Working with a forwarder who handles DG cargo as a core operation,  not as an occasional exception,  makes a practical difference at each stage of the shipment:

  • Carrier DG acceptance secured upfront. We confirm in writing that the shipping line accepts your specific DG class and UN number before issuing a booking. This prevents last-minute rejections at origin port.

  • Accurate DG documentation, first time. Our in-house DG team prepares the Multimodal Dangerous Goods Form against your SDS, not from a template. Errors in this document cause missed sailings and amendment fees.

  • Destination compliance covered. DG import requirements differ across the US, EU, Middle East, and Southeast Asia. We handle destination customs coordination, including DDP delivery, so you are not navigating each market's requirements independently.

  • Pre-shipment SDS and packaging review. We flag non-compliant packaging or outdated SDS documentation before the cargo moves, not after a carrier rejection.

Gerudo Logistics is headquartered in Guangzhou with operations across Shenzhen, Shanghai, Ningbo, Qingdao, and Dalian. DG and chemical shipping is our core business.
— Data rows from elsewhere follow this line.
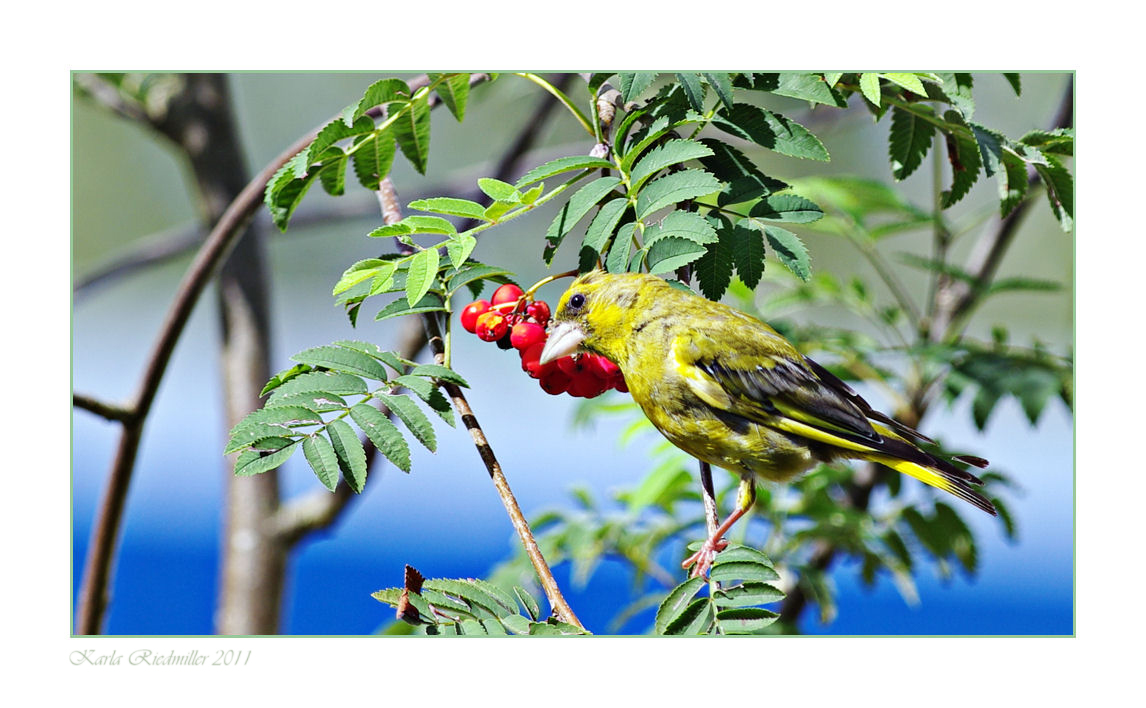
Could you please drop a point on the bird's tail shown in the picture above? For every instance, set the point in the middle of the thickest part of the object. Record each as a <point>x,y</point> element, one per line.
<point>942,476</point>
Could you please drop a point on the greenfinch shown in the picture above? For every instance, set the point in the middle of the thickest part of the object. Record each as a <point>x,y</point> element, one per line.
<point>730,391</point>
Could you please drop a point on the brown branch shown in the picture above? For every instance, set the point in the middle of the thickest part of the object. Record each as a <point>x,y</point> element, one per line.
<point>220,242</point>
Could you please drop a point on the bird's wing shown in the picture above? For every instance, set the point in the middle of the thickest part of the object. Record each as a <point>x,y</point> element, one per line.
<point>771,384</point>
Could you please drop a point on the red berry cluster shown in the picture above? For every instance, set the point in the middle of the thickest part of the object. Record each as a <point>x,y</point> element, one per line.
<point>513,321</point>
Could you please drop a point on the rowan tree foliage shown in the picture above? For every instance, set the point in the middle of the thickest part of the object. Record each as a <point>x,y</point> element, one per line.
<point>675,179</point>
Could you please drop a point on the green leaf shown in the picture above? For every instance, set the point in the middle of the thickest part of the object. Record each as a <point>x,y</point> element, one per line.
<point>373,158</point>
<point>907,80</point>
<point>770,131</point>
<point>422,275</point>
<point>439,371</point>
<point>320,383</point>
<point>747,595</point>
<point>574,210</point>
<point>339,359</point>
<point>603,225</point>
<point>452,206</point>
<point>910,140</point>
<point>563,164</point>
<point>429,304</point>
<point>746,246</point>
<point>381,93</point>
<point>869,86</point>
<point>350,451</point>
<point>251,463</point>
<point>363,270</point>
<point>499,190</point>
<point>690,226</point>
<point>744,180</point>
<point>1014,81</point>
<point>384,434</point>
<point>321,456</point>
<point>722,85</point>
<point>745,620</point>
<point>454,92</point>
<point>633,84</point>
<point>416,421</point>
<point>673,189</point>
<point>411,131</point>
<point>693,91</point>
<point>786,207</point>
<point>790,250</point>
<point>676,603</point>
<point>662,156</point>
<point>672,252</point>
<point>714,268</point>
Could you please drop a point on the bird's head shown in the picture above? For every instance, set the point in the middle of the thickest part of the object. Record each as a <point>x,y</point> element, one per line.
<point>597,313</point>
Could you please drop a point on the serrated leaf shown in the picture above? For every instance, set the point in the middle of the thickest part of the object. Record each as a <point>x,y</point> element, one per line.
<point>697,619</point>
<point>452,206</point>
<point>673,189</point>
<point>339,359</point>
<point>672,252</point>
<point>350,451</point>
<point>560,165</point>
<point>429,304</point>
<point>363,270</point>
<point>603,225</point>
<point>384,434</point>
<point>786,207</point>
<point>422,275</point>
<point>574,210</point>
<point>910,140</point>
<point>693,91</point>
<point>869,86</point>
<point>416,421</point>
<point>714,269</point>
<point>675,604</point>
<point>373,158</point>
<point>790,250</point>
<point>771,131</point>
<point>320,382</point>
<point>745,620</point>
<point>722,85</point>
<point>633,84</point>
<point>689,226</point>
<point>670,152</point>
<point>454,92</point>
<point>381,93</point>
<point>439,371</point>
<point>907,80</point>
<point>250,462</point>
<point>527,602</point>
<point>411,131</point>
<point>321,456</point>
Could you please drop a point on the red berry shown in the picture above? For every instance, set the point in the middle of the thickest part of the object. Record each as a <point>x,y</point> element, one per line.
<point>509,292</point>
<point>555,382</point>
<point>539,311</point>
<point>586,385</point>
<point>525,335</point>
<point>470,315</point>
<point>491,325</point>
<point>602,367</point>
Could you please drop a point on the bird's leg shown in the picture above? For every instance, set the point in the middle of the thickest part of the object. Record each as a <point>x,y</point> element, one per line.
<point>715,543</point>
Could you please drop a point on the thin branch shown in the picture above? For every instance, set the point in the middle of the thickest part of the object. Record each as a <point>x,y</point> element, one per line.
<point>93,598</point>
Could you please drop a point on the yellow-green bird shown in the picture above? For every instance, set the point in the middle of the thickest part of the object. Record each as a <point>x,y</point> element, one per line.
<point>728,390</point>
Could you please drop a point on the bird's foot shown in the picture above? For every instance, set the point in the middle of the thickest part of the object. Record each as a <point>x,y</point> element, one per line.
<point>703,559</point>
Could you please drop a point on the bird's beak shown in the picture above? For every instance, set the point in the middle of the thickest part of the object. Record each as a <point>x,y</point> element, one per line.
<point>564,339</point>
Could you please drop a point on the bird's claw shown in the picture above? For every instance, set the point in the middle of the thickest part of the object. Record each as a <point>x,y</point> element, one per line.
<point>703,559</point>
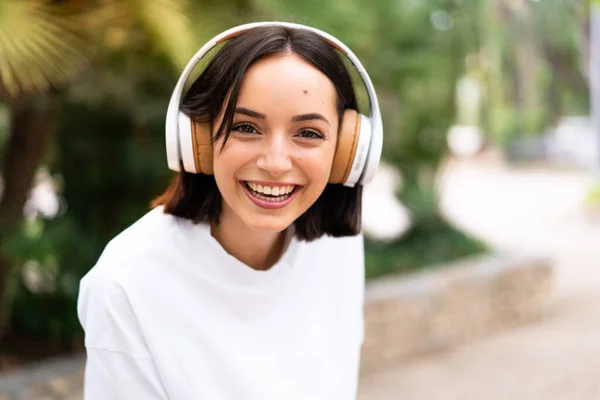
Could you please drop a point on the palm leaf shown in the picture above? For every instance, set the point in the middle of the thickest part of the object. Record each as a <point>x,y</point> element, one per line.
<point>40,47</point>
<point>168,25</point>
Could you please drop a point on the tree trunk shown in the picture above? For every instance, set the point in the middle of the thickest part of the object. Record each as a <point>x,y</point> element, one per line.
<point>31,126</point>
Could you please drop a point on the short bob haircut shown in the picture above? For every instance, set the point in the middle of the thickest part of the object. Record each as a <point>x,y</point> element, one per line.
<point>196,197</point>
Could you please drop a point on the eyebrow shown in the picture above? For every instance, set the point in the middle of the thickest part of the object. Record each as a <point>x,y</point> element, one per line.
<point>296,118</point>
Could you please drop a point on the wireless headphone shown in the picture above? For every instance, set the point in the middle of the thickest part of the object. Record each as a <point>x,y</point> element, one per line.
<point>360,138</point>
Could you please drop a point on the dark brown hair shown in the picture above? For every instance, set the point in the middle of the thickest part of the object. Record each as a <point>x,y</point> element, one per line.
<point>337,212</point>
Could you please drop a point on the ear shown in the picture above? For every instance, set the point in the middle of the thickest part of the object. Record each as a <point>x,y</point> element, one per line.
<point>346,146</point>
<point>203,154</point>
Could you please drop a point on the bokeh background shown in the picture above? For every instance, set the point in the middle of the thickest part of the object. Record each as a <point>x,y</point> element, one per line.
<point>490,138</point>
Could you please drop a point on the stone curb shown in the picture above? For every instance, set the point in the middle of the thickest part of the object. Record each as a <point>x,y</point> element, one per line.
<point>407,316</point>
<point>55,379</point>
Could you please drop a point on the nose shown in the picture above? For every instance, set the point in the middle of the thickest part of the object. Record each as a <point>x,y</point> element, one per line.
<point>275,157</point>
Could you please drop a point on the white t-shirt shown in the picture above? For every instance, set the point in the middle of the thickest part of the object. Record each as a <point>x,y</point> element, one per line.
<point>168,314</point>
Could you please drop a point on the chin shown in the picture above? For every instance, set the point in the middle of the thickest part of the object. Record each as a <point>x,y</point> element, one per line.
<point>266,224</point>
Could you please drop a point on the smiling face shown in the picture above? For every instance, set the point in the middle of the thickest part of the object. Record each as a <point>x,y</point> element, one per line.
<point>277,159</point>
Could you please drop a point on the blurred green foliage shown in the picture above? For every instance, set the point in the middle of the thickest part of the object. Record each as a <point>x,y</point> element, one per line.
<point>107,154</point>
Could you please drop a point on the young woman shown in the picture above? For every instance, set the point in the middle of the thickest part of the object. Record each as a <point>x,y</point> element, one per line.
<point>245,281</point>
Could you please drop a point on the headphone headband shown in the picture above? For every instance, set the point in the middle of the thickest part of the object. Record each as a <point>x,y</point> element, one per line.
<point>173,144</point>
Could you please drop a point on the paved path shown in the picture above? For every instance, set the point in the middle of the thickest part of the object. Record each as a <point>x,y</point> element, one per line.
<point>533,211</point>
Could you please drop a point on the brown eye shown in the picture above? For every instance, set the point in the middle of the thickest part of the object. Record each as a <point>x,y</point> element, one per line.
<point>310,134</point>
<point>244,128</point>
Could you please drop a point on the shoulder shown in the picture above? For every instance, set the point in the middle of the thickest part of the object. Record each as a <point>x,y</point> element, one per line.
<point>152,237</point>
<point>350,245</point>
<point>131,258</point>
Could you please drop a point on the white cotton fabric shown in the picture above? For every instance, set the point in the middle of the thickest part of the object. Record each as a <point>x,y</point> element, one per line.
<point>168,314</point>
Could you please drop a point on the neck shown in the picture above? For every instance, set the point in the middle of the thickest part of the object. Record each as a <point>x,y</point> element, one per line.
<point>259,250</point>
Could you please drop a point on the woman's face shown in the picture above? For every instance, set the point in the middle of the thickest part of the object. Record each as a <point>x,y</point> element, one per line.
<point>278,156</point>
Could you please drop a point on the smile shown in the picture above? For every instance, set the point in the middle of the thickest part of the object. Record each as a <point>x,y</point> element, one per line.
<point>270,196</point>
Contact us for a landed cost estimate specific to your ink type and destination.

Conclusion

Compliance is not the obstacle to importing printing ink from China ,  it is the foundation that makes the commercial side work. The classification error, the outdated SDS, the non-UN-certified drum, the misapplied HS code: each has a straightforward fix when addressed before the first booking. Each becomes expensive when discovered at a port of entry.

The 2026 environment has raised the bar on both sides: stricter licensing requirements in China, updated VOC standards under GB 38507-2020, and continued Section 301 tariff exposure for US importers. None of these are insurmountable. They require accurate information, the right documentation, and a logistics partner who understands DG cargo as a core competency.